Writing in Ynet, Yitzhak Kakun complains about the 'secularization' of Shavuot that is becoming increasingly common in Israel. Secular Israelis gather in lecture halls and theaters to listen to and participate in discussions about Jewish history, Zionism, the origin of the universe, etc. Kakun does not like this because he considers these gatherings to be perversions of Judaism, and Orthodox rabbis who participate in them to be traitors:
…The Shavuot tikkun popular with the “enlightened” secular public is a desecration of what is holy, on the day of the receiving of the Torah. We sometimes see people with a kippah on their heads (and not necessarily Reform Jews) who attempt to give their stamp of approval by participating in discussions at an illusory tikkun.…
Of course, some of what bothers Kakun bothers me, as well – especially the admixture of Eastern polytheistic religious thought with Judaism, something that occurs at a minority of these gatherings, usually linked to the rave scene. But Kakun is upset with more than Zen Judaism:
So why do they find a reason to attack our Jewish roots at the lectures they give on this holy night in particular? Is the night of Shavuot intended to teach us Darwin’s doctrine of evolution? In fact, the opposite is true.

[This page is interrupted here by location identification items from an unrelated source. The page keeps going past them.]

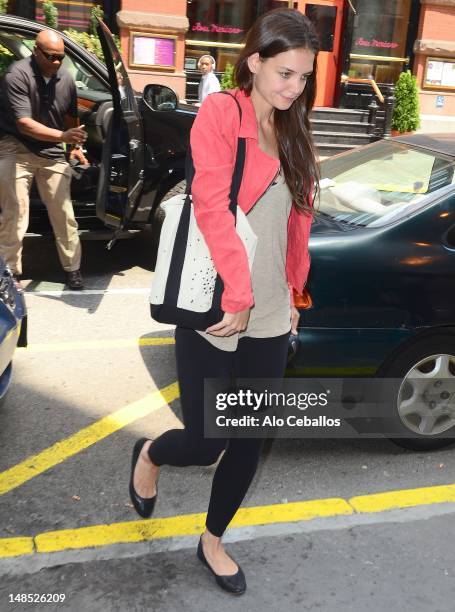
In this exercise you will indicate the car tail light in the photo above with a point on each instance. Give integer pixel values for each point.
(303, 301)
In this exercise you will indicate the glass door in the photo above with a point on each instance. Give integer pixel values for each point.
(327, 17)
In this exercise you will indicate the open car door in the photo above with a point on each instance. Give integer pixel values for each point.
(122, 165)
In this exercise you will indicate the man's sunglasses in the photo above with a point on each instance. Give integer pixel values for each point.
(51, 57)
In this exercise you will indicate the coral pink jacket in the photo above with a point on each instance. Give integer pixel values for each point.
(214, 147)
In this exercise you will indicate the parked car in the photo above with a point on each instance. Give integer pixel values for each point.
(136, 143)
(381, 291)
(13, 325)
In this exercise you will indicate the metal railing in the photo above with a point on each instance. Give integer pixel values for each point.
(387, 103)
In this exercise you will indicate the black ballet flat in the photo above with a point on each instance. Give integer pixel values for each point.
(143, 506)
(235, 584)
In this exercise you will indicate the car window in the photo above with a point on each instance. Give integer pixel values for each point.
(17, 47)
(378, 183)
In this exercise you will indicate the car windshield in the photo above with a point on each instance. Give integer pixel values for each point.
(381, 182)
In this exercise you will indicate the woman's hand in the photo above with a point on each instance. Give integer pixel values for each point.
(295, 316)
(231, 324)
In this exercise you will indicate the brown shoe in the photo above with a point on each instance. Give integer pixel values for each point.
(74, 280)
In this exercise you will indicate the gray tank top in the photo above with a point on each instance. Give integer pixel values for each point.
(271, 314)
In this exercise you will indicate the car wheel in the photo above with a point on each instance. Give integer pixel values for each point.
(425, 399)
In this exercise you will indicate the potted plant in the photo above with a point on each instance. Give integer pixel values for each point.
(406, 115)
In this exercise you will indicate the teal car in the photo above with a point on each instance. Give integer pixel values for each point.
(380, 299)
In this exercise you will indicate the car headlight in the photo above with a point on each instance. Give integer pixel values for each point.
(7, 290)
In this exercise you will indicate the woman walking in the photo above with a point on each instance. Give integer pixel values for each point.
(276, 79)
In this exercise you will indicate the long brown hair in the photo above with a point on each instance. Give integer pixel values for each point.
(276, 32)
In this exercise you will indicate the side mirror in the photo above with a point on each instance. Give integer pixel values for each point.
(160, 97)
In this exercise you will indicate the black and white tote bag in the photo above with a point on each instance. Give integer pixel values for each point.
(186, 289)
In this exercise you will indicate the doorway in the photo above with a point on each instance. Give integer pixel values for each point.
(327, 16)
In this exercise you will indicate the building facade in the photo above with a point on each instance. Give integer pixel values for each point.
(363, 42)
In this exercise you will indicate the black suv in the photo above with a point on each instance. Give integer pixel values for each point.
(136, 143)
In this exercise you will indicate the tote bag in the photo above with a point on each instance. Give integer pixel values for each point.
(186, 289)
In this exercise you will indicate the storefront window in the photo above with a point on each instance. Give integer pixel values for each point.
(218, 28)
(380, 31)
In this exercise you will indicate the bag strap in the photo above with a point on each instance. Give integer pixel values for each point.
(238, 168)
(181, 239)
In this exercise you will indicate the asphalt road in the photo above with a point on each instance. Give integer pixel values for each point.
(86, 389)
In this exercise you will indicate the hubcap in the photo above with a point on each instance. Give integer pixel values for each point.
(426, 400)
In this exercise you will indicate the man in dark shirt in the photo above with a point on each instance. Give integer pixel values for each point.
(39, 101)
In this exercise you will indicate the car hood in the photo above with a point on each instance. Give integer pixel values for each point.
(324, 225)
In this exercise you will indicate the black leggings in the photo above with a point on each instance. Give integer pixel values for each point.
(198, 359)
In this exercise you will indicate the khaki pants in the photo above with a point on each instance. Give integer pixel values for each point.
(18, 166)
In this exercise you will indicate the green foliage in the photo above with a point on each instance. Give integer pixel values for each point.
(406, 115)
(50, 12)
(90, 42)
(95, 14)
(6, 57)
(227, 80)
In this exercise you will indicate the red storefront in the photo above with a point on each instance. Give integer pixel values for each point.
(361, 41)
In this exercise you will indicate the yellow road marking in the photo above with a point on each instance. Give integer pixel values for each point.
(379, 502)
(187, 524)
(53, 347)
(60, 451)
(193, 524)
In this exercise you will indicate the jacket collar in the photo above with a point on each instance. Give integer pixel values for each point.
(248, 126)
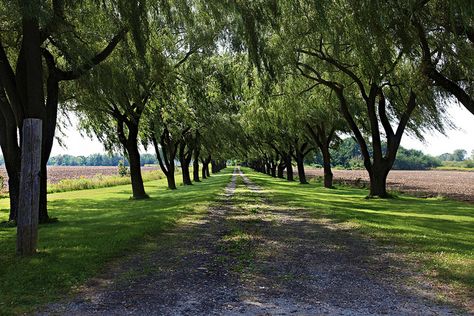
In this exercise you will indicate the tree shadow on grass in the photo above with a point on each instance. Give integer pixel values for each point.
(439, 233)
(95, 227)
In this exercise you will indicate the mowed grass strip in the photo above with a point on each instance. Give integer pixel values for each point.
(438, 234)
(95, 226)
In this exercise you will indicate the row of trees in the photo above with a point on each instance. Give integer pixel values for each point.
(135, 72)
(201, 81)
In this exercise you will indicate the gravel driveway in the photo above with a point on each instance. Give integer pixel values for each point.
(249, 257)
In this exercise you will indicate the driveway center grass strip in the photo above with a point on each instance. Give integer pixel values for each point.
(95, 226)
(437, 234)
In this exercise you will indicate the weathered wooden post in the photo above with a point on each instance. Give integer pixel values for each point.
(27, 222)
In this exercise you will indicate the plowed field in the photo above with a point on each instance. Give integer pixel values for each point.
(453, 184)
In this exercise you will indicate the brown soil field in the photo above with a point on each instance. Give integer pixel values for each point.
(58, 173)
(458, 185)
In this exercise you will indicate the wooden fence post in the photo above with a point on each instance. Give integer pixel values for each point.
(28, 207)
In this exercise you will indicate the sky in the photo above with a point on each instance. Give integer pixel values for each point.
(435, 144)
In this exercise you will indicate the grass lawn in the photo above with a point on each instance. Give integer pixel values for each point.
(95, 226)
(438, 234)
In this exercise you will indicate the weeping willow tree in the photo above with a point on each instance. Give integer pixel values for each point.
(42, 44)
(437, 36)
(380, 92)
(65, 50)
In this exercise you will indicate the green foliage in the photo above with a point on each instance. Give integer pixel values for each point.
(457, 155)
(123, 171)
(94, 229)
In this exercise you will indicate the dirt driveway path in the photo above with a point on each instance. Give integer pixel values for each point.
(249, 257)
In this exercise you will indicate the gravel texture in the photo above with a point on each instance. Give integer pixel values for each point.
(249, 257)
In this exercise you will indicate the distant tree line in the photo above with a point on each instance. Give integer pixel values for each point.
(95, 160)
(347, 155)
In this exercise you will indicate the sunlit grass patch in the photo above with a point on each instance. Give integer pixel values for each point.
(436, 232)
(95, 227)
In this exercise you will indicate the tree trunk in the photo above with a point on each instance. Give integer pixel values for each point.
(378, 179)
(27, 222)
(43, 215)
(185, 160)
(328, 176)
(196, 165)
(281, 169)
(170, 177)
(138, 188)
(14, 192)
(289, 169)
(274, 166)
(185, 171)
(204, 171)
(300, 164)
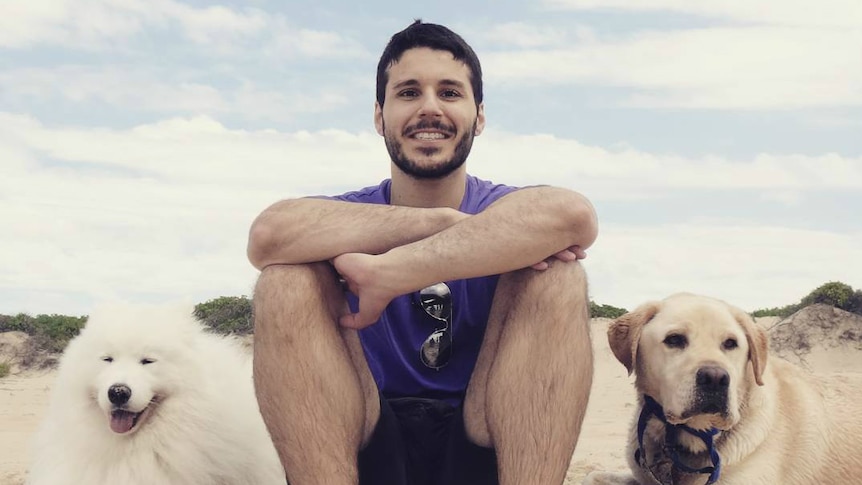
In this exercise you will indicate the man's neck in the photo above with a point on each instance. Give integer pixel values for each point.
(444, 192)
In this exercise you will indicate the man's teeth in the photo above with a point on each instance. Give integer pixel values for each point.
(429, 136)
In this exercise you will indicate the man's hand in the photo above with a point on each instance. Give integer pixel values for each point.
(357, 271)
(573, 253)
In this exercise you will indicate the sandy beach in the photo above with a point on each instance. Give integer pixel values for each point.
(24, 398)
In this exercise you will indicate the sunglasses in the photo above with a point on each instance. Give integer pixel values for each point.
(436, 301)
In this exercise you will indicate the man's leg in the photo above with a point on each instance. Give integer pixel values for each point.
(315, 391)
(528, 393)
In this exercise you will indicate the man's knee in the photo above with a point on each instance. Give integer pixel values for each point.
(304, 288)
(566, 278)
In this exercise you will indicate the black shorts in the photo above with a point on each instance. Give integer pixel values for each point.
(424, 442)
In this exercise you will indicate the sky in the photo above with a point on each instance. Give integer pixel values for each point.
(720, 142)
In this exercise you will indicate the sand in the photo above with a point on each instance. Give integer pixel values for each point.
(24, 399)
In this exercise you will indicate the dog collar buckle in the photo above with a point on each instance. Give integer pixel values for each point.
(662, 470)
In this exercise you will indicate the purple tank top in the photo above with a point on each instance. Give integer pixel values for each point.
(392, 344)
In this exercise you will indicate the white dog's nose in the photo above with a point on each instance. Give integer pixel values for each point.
(119, 394)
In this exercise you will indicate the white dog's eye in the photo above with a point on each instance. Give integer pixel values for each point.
(676, 341)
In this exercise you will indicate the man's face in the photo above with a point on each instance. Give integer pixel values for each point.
(429, 117)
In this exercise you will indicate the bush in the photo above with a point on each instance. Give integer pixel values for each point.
(19, 323)
(227, 314)
(833, 293)
(605, 311)
(57, 330)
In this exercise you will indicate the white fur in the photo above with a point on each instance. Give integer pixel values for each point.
(204, 427)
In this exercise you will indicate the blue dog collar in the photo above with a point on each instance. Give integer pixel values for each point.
(653, 409)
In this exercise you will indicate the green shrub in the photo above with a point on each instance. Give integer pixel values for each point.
(605, 311)
(227, 315)
(833, 293)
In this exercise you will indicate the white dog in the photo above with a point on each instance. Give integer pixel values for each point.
(145, 396)
(711, 410)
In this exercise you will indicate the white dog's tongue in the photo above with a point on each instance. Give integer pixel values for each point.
(122, 421)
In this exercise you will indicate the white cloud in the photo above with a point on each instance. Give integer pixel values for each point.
(109, 24)
(162, 211)
(524, 35)
(825, 13)
(751, 267)
(713, 68)
(141, 89)
(629, 173)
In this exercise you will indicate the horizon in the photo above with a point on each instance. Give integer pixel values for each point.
(719, 143)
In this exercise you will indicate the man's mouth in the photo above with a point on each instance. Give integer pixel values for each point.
(429, 136)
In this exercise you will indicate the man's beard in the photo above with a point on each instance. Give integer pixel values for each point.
(417, 171)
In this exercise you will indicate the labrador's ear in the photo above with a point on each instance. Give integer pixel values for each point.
(758, 343)
(625, 332)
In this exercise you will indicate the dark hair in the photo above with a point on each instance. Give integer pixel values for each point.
(434, 37)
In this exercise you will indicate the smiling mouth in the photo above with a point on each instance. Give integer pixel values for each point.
(429, 136)
(124, 421)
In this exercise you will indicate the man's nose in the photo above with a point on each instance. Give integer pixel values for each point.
(430, 105)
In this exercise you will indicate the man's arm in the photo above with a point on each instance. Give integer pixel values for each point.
(517, 231)
(309, 230)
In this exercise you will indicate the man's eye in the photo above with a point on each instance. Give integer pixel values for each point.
(676, 341)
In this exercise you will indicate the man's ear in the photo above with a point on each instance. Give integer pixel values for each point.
(378, 118)
(625, 332)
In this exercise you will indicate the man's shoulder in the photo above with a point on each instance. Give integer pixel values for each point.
(373, 194)
(481, 193)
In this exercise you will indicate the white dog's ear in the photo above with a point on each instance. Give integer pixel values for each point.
(758, 343)
(625, 332)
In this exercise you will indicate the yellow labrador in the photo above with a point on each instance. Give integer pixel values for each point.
(712, 411)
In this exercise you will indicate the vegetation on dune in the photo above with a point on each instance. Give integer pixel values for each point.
(835, 293)
(227, 314)
(49, 334)
(605, 311)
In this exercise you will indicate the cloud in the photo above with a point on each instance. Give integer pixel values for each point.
(721, 68)
(100, 25)
(824, 13)
(751, 267)
(154, 90)
(162, 210)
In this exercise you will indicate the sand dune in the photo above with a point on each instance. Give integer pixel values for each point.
(24, 397)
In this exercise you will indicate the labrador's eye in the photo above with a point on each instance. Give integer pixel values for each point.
(676, 341)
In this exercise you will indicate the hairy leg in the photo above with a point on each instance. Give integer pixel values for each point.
(315, 391)
(529, 391)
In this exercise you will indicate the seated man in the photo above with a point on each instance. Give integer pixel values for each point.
(461, 352)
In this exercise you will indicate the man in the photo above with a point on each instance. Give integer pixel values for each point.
(483, 379)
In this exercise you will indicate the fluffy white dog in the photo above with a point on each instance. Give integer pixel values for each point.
(144, 395)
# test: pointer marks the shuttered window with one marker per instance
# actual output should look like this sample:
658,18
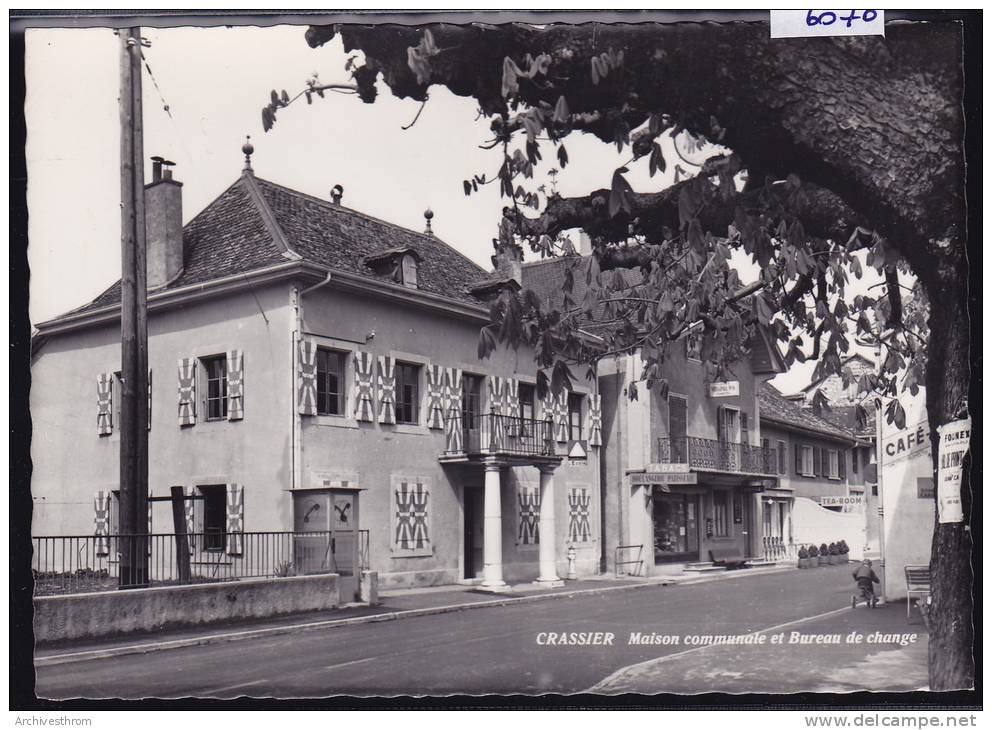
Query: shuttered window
574,416
407,393
678,416
215,372
471,400
330,382
720,521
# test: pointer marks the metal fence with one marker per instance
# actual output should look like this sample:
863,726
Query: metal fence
718,455
84,563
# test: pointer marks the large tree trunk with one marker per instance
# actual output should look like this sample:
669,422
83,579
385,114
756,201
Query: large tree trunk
952,633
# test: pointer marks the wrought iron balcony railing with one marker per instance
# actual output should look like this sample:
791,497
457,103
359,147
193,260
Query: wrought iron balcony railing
714,455
494,433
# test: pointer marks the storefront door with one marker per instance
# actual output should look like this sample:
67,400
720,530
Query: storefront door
676,527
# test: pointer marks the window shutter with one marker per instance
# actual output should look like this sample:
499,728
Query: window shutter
235,385
105,403
101,521
187,391
387,389
306,377
364,410
594,423
434,399
235,518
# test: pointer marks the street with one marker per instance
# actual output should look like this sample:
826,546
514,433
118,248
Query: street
497,650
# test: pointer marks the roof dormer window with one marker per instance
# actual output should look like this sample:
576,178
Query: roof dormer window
398,264
408,271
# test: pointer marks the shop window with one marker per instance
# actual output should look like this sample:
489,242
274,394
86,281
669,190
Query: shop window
214,515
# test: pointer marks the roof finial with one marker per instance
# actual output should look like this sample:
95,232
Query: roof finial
247,148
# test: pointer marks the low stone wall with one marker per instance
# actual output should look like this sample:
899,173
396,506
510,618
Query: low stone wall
112,613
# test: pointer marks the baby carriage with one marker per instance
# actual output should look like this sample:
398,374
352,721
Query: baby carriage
865,578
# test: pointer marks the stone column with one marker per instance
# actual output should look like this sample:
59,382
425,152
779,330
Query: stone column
492,529
548,536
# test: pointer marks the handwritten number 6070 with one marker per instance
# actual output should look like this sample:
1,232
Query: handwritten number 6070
828,17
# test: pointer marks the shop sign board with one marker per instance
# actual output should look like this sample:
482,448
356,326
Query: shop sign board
727,389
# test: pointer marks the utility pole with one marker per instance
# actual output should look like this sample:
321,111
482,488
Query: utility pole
134,319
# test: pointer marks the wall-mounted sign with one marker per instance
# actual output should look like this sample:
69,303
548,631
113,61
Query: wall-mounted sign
727,389
851,500
954,439
667,468
662,478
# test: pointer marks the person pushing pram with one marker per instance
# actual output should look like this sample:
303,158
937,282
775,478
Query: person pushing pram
865,578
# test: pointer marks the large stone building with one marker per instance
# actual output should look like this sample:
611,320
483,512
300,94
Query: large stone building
312,368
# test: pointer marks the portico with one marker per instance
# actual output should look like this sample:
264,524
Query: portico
498,445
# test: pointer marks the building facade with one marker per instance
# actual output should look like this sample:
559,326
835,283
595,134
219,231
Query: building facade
313,369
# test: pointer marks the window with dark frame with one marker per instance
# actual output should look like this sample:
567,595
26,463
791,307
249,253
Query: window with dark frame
407,393
215,373
330,382
471,400
574,416
720,513
214,515
678,417
694,347
525,396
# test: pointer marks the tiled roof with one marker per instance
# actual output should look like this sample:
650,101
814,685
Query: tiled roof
547,279
340,238
776,407
230,237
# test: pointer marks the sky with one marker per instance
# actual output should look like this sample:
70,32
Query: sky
215,83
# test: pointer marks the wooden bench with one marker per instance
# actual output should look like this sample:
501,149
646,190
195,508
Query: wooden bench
728,558
918,582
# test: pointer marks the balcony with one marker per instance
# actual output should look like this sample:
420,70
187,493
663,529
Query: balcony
524,440
722,456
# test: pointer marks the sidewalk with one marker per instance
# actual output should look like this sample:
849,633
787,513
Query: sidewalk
394,605
895,660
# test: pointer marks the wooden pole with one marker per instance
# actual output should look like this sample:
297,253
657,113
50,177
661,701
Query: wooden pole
134,338
179,528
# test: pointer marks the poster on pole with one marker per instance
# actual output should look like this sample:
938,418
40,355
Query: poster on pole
954,437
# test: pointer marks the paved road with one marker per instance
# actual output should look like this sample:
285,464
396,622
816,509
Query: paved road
492,650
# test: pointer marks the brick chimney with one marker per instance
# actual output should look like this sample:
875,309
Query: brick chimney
163,224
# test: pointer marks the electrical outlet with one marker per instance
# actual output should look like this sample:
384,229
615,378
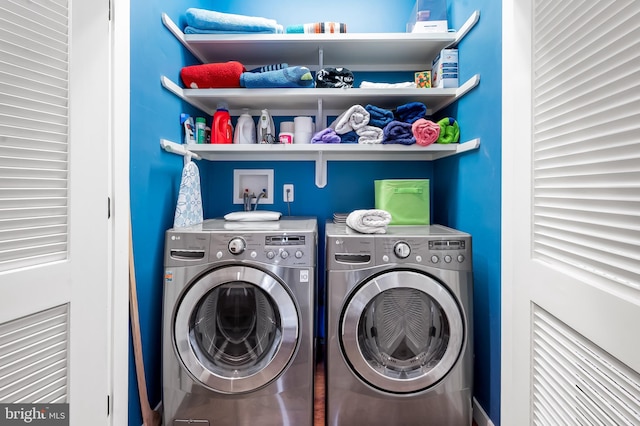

This is truly the heart of his argument. Evolution is treife because it appears to contradict the written Torah. Therefore, understanding the origins of life – a topic that takes up a good chunk of Genesis – is forbidden. That there are Jewish sources dating back almost 2000 years which speak of a world much older than 6000 years, and a history much more complex than a surface reading of Genesis gives, is lost on Kakun.
Kakun's view, which is shared by haredim (Rabbi Slifkin book bans, etc.), is closer to fundamentalist Christianity than to traditional Judaism. It is a view that asks us to abandon rational thought and simply believe. No mainstream Jewish movement has ever asked this. The idea of suspending rational thought is foreign to Judaism. Today, acceptance of that foreign concept has become a benchmark for Orthodox belief. How strange.